Of course, this is coupled with an off season exercise regimen. Bike, swim, run, work out at the gym, kayak, chase college kids through the woods with a hockey mask and a machete... whatever works best for you to keep your muscles working and your heart pumping.

post #15 of 20

Mental practice...  Imagine, visualize & feel the movements. 

 

Focus on stance & balance.

 

Dynamics...  Be precise, dynamic & accurate in all of your daily activities.  From walking on the stairs to driving the car, make it all about skiing.

 

& as has been said, read about it.  Watch lots of ski porn, ski races, & instructional stuff.  I often tell my students "1st you have to read about it, 2nd you need to see it, 3rd you get to try it & lastly you  will feel it.  Once you "feel it", you will then begin to understand it.

 

Technique wise, I often think my first turns of the season are usually some of my best!  I tend to stay on easy groomers (usually that is all that is open, so it is pretty easy to stay disciplined) & focus on the absolute basics with an emphasis on whatever I was trying to refine during the previous season. 

If the first day is a powder day, that all goes out the window of course!

 

Think snow,

ski.gif

JF

post #16 of 20
Luckily......ski.
post #17 of 20

I usually plan on taking it easy, but most of the time I get way to excited on the first lift or standing in the opening day line-up and end up trying to be the first one to hit my favorate lines or features.
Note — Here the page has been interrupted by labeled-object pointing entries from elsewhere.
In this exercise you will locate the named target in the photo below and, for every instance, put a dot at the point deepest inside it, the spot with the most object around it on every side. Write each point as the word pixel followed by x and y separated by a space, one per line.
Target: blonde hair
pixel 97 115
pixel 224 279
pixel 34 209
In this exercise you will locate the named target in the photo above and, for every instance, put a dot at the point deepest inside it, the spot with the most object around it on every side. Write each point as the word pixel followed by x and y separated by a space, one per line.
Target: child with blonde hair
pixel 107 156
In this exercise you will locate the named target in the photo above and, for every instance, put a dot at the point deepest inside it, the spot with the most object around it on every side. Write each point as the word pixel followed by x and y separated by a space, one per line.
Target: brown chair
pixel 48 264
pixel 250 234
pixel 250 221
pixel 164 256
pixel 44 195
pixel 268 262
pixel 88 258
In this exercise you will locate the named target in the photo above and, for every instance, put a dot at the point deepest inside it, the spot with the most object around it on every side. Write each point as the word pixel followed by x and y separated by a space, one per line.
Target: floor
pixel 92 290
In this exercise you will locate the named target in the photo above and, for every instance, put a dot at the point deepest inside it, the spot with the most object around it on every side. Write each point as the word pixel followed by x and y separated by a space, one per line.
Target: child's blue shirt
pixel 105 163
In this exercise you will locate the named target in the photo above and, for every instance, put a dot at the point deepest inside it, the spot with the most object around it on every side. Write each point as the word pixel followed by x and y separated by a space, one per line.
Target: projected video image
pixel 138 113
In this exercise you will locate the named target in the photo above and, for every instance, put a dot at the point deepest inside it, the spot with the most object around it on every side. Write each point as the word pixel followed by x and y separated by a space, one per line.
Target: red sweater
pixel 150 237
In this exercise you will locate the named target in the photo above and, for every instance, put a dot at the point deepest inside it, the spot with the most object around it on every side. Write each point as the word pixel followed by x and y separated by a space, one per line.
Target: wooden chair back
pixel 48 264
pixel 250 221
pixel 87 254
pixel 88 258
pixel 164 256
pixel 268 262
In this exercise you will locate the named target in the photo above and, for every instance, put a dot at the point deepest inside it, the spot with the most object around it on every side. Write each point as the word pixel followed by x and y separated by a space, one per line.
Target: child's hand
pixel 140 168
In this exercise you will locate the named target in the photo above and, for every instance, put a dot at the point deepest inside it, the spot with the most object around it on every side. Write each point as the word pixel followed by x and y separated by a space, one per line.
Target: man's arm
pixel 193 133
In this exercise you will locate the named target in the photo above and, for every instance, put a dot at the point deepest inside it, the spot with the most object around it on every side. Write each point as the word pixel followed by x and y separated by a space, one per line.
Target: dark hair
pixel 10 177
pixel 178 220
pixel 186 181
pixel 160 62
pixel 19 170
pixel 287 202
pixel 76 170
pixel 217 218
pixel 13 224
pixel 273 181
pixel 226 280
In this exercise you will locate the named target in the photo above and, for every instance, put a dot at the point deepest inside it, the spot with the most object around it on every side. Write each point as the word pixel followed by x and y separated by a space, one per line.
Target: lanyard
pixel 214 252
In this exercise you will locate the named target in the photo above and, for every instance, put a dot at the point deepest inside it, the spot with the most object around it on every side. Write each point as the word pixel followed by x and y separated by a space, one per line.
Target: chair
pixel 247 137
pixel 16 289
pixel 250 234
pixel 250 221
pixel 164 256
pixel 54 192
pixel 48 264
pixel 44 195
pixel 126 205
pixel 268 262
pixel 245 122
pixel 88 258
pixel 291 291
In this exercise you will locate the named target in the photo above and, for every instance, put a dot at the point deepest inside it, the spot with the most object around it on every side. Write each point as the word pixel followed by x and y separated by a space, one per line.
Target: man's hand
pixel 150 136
Last year every run on the mountain was open on opening day and there were fresh lines to be had for the entire opening weekend. Thats unusual but my fingers are crossed. I cant wait to pick snow out of my gogles with a huge smile on my face again. Going down stairs always hurts for a week, and it will again this year. I just accept it and get excited.

post #18 of 20
Quote:
Originally Posted by Chriso10299 View Post

I was wondering how all of you skiers out there stay in the sking groove so that you dont feel akward and shaky when you get back on the mountain next season.

 

This problem usually takes care of it's self. Rarely does the whole mountain open at once around here,  normally it starts with the easier slopes ie; the ones that have snow making and goes from there. So by the time the whole mountain is open I have 10-20 days on the snow and not skiing serious lines right out of gate. Last year being the exception to this, was way above those numbers before anything serious opened. It has happened that it dumped snow in October, November and everything went around Turkey Day, but not for like 8 or 9 years now. 

 

That being said I do notice a lay off of 7 days during the middle of the season, it effects timing, balance and confidence, this can't be helped and a few runs fix it. 

post #19 of 20
Quote:
Originally Posted by Trekchick View Post

Skis don't tend to have an impact on my mojo, but breaking in new boots can have an impact. 

 

Amen, sister. 

post #20 of 20

Indoor ski slopes.

 

I try to get a friend of mine to go with me once a month throughout the summer and autumn, but inevitably we always miss July and August. I'll start going again in a couple of weeks.